Erst jetzt bemerkte ich, dass Astarte wohl die ganze Zeit schon neben mir stand. Sie schien ebenso in Aufregung wie ich. Mich in Sicherheit wissend suchte sie verzweifelt nach Lilith. Wie groß war doch ihre Sorge um ihre Schützlinge.
Ein Fauchen direkt vor mir ließ mich von Astarte wegzucken.
Ich starrte fassunglos in die Augen von Namaah. Zumindest dachte ich es. Doch diese, einst für Namaah gehaltene Person, forderte mein Blut. Bitte?
Dann erkannte ich die tiefe Bisswunde an ihrem Hals... der fahle Teint... die Gier eines Vampirs in ihren Augen. NEIN!
Ich war überwältigt von dem Schock, der Tatsache dass an diesem Abend alleine drei junge Vampire unter uns waren. Zwei erst heute geboren. Und warum ausgerechnet die beiden.

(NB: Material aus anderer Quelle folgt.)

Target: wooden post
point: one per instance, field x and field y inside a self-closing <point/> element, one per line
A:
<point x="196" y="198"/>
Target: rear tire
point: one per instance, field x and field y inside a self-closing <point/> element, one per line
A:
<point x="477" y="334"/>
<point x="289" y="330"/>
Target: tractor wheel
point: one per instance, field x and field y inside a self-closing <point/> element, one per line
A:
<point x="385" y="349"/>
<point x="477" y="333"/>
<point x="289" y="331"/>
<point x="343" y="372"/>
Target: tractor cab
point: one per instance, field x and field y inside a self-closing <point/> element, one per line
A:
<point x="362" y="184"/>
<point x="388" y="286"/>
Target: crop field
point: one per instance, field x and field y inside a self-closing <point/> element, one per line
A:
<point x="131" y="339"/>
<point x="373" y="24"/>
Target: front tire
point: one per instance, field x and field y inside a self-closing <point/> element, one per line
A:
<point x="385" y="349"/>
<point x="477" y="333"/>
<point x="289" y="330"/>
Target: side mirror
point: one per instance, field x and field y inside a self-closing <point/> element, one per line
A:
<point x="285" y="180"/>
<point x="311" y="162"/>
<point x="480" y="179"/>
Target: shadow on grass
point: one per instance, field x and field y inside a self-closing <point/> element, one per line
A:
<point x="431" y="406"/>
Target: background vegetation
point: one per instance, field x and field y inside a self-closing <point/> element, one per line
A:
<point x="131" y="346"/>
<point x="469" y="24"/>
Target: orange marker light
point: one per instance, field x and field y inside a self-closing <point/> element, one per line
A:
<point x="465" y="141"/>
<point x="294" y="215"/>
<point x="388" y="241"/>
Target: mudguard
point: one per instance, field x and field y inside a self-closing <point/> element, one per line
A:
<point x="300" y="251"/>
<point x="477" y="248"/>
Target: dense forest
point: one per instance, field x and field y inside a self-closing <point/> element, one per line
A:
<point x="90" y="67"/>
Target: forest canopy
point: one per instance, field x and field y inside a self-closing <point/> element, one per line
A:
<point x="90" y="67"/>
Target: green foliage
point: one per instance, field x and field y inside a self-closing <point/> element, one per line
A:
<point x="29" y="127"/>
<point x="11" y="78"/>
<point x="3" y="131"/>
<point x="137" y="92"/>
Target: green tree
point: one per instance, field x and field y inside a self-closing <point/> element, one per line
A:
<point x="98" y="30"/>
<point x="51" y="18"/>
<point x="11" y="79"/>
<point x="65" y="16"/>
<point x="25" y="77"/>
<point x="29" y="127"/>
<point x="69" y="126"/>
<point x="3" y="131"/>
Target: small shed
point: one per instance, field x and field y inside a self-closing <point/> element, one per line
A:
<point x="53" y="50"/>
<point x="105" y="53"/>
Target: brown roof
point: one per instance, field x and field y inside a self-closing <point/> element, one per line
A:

Die Gräfin zog sich zurück. Verständlich.
Somit endete auch der Ball und mit einem großen Fragezeichen verließe ich stets in der Nähe des Hauses Nekhruns diesen gewaltsamen Abend. Es dauerte Stunden bis die Angst gänzlich aus meinen Knochen verschwunden war. Noch nie habe ich mich so verletzlich gefühlt. Und es bedurfte aller Kraft, dies nicht zu zeigen.
Wieviel Blut wurde heute vergossen! Törichte Burschenschaft mit einer dämlichen Mafia-Theorie!
Zwei neu erschaffene Vampire. Niemand andere hätte mich mehr verwundern können.
Entfremdet aus dem eigenen Körper. Zum Glück von Freunden und Vertrauten umgeben.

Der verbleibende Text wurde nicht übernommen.